Noch sind keine Sterne am Firmament, denn es ist 18 Uhr. "Aber gestern habe ich vier Sternschnuppen gesehen," sagt der Archivar der Stadt Aalen, Dr. Georg Wendt. Er gehört zum Organisationsteam, das bereits zum dritten Mal die besondere Veranstaltung geplant hat. Bereits eine Woche vor dem Sternenpicknick war das Event ausverkauft. Coronabedingt, so sagt Wendt, habe man die Besucherzahl auf 200 begrenzt. Trotzdem ist das eine Steigerung, denn in den vergangenen Jahren habe man im Park zwischen 150 und 170 Sternegucker gezählt. "Wir hätten 300 Leute reinlassen können", sagt Wendt, der später einen Vortrag zur Apollo 13 halten wird, Stichwort: "Houston, wir haben ein Problem!"

Fasziniert vom Konzept

Während es sich die Besucher auf der Wiese gemütlich machen, spielen Christian Bolz, Tobias Knecht und Markus Braun auf. Das Trio sendet entspannte, instrumentale Musik in den Abendhimmel. Eigene Kompositionen wechseln sich mit Coverversionen ab. "Nacht, Mond, Sonne und Sterne", umreißen die drei die Themen ihrer Lieder. Vom Konzept Sternenpicknick sind sie fasziniert. "Die Leute sind entspannt und strahlen eine Ruhe aus", hat Knecht beobachtet.

Es ist knapp vor 21 Uhr, die Sonne verschwindet langsam und das Gelände erstrahlt in goldenen Farben. Vor dem Planetarium, in dem 360-Grad-Filme gezeigt werden, stehen Besucher. Anders als im Park müssen sie hier Mund- und Nasenschutz-Masken tragen.

Mächtige Teleskope

Wenn wir nicht so viel Lichtsmog hätten, könnten wir alle 88 Sternbilder sehen.

Michael Spieweck Astronomische Arbeitsgemeinschaft

Auch die Astronomische Arbeitsgemeinschaft Aalen ist wieder am Start.

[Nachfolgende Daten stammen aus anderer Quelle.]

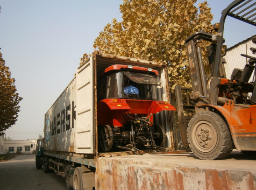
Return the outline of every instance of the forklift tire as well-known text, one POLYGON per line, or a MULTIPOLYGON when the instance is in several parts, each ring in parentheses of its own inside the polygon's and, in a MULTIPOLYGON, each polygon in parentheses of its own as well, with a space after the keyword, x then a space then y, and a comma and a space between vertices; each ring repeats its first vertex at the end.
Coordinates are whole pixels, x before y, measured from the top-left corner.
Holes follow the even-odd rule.
POLYGON ((43 172, 44 173, 49 173, 50 172, 49 161, 48 157, 45 157, 43 159, 43 172))
POLYGON ((43 166, 42 164, 40 164, 40 157, 36 158, 36 167, 37 169, 41 169, 43 166))
POLYGON ((218 160, 232 151, 230 133, 226 122, 217 113, 201 112, 188 124, 187 137, 189 147, 201 160, 218 160))

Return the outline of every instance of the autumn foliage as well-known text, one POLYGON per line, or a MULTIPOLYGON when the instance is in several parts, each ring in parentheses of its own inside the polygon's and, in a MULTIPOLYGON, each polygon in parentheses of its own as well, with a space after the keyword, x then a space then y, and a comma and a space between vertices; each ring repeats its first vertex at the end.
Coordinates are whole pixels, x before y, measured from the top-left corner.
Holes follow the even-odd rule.
MULTIPOLYGON (((195 32, 211 32, 213 15, 207 2, 198 8, 196 0, 123 1, 120 5, 123 20, 114 19, 107 24, 93 47, 105 53, 165 62, 171 88, 178 84, 189 87, 185 40, 195 32)), ((81 63, 88 57, 84 55, 81 63)))
POLYGON ((17 120, 18 105, 22 99, 16 92, 14 82, 0 52, 0 132, 15 124, 17 120))

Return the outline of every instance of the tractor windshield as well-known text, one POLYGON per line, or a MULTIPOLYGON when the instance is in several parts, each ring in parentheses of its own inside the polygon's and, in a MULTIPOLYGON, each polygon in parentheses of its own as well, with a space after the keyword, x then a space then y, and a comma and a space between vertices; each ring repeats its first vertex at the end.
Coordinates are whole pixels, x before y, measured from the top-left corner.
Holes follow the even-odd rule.
POLYGON ((161 85, 160 81, 149 74, 125 71, 124 72, 124 74, 130 80, 136 83, 144 84, 161 85))
POLYGON ((130 93, 135 94, 136 99, 156 100, 156 86, 161 85, 151 75, 126 71, 111 73, 102 77, 100 83, 98 101, 112 98, 130 99, 130 93), (131 88, 135 91, 131 91, 131 88))

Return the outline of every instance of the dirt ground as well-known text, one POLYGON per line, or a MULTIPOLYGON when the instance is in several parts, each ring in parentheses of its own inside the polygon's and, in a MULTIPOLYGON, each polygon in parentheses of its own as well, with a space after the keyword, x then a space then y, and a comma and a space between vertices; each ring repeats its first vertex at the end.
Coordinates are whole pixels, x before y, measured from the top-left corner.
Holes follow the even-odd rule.
POLYGON ((65 180, 54 172, 36 168, 35 155, 20 155, 0 162, 0 189, 3 190, 65 190, 65 180))

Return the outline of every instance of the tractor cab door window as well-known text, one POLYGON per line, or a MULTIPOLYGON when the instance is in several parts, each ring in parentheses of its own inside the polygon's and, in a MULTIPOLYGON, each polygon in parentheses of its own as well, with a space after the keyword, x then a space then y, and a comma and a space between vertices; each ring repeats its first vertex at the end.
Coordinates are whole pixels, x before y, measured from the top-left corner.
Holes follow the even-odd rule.
POLYGON ((123 73, 112 73, 107 80, 106 98, 123 98, 123 73))

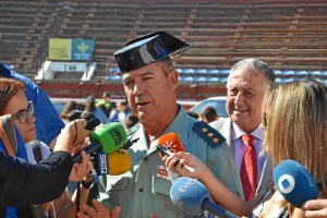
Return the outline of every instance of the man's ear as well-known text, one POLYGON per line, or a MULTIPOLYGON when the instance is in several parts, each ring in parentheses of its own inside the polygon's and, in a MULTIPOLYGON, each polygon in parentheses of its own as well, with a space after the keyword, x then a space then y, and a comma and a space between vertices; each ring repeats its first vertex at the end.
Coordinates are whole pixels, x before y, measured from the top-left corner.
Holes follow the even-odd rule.
POLYGON ((172 89, 174 90, 178 87, 178 83, 179 83, 179 73, 177 72, 177 70, 171 70, 168 74, 170 84, 172 86, 172 89))

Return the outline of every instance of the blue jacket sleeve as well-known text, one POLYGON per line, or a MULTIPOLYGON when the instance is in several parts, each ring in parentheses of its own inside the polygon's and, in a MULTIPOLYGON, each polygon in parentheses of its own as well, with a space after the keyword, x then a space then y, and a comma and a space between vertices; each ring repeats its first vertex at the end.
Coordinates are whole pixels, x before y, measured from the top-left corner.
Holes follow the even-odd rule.
POLYGON ((40 165, 0 152, 0 209, 50 202, 61 196, 73 166, 71 155, 52 153, 40 165))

Sie hat sich auf der Wiese vor dem Pavillon positioniert. Als es immer dunkler wird, bauen die Mitarbeiter mächtige Teleskope auf. Mit einer Brennweite von 1800 und einer 80- bis 100-fachen Vergrößerung können Besucher auf Bildschirmen Saturn und Jupiter verfolgen. "Wenn wir nicht so viel Lichtsmog hätten, könnten wir anstatt 60, alle 88 Sternbilder sehen", sagt Michael Spieweck von der Arbeitsgemeinschaft. Während Kollege Dietmar Mondon am Equipment herumschraubt, zeigt Spieweck den Gästen mit einem Laserpointer die vier sichtbaren Monde des Jupiters: Io, Europa, Ganymed und Kallisto.

Es ist 22 Uhr und die Sterne glimmen am dunklen Himmel. Die Wiese vor der Musikbühne ist verwaist. Alle Besucher haben sich in Richtung Obstwiesen aufgemacht. Dort steht Hans Dietrich, ehemaliger THG-Lehrer. Er weiß nicht nur viel über die Sterne zu erzählen, hier, an dem Ort ohne Straßenlaternen, kann man dann doch noch den Blick auf die eine oder andere Sternschnuppe erhaschen und schnell einen geheimen Wunsch hinterher schicken.

Im August dominieren Jupiter und Saturn als auffälliges Paar den Abendhimmel bis Mitternacht. Zu Beginn und gegen Ende des Monats bildet der Mond mit den beiden größten Planeten unseres Sonnensystems im Sternbild Schütze ein spektakuläres Trio.

Das Sternschnuppenfeuerwerk der Perseiden übrigens findet in den Morgenstunden des 12. August (Mittwoch) seinen Höhepunkt.

Vor der imposanten Kulisse von Schloss Fachsenfeld ließen sich die Sternengucker am Samstagabend nieder.
Dietmar Mondon zeigt Teleskopbilder des Himmels.
Der Schlosspark bot den Besucherinnen und Besuchern ausreichend Platz, um den Corona-Abstand einzuhalten.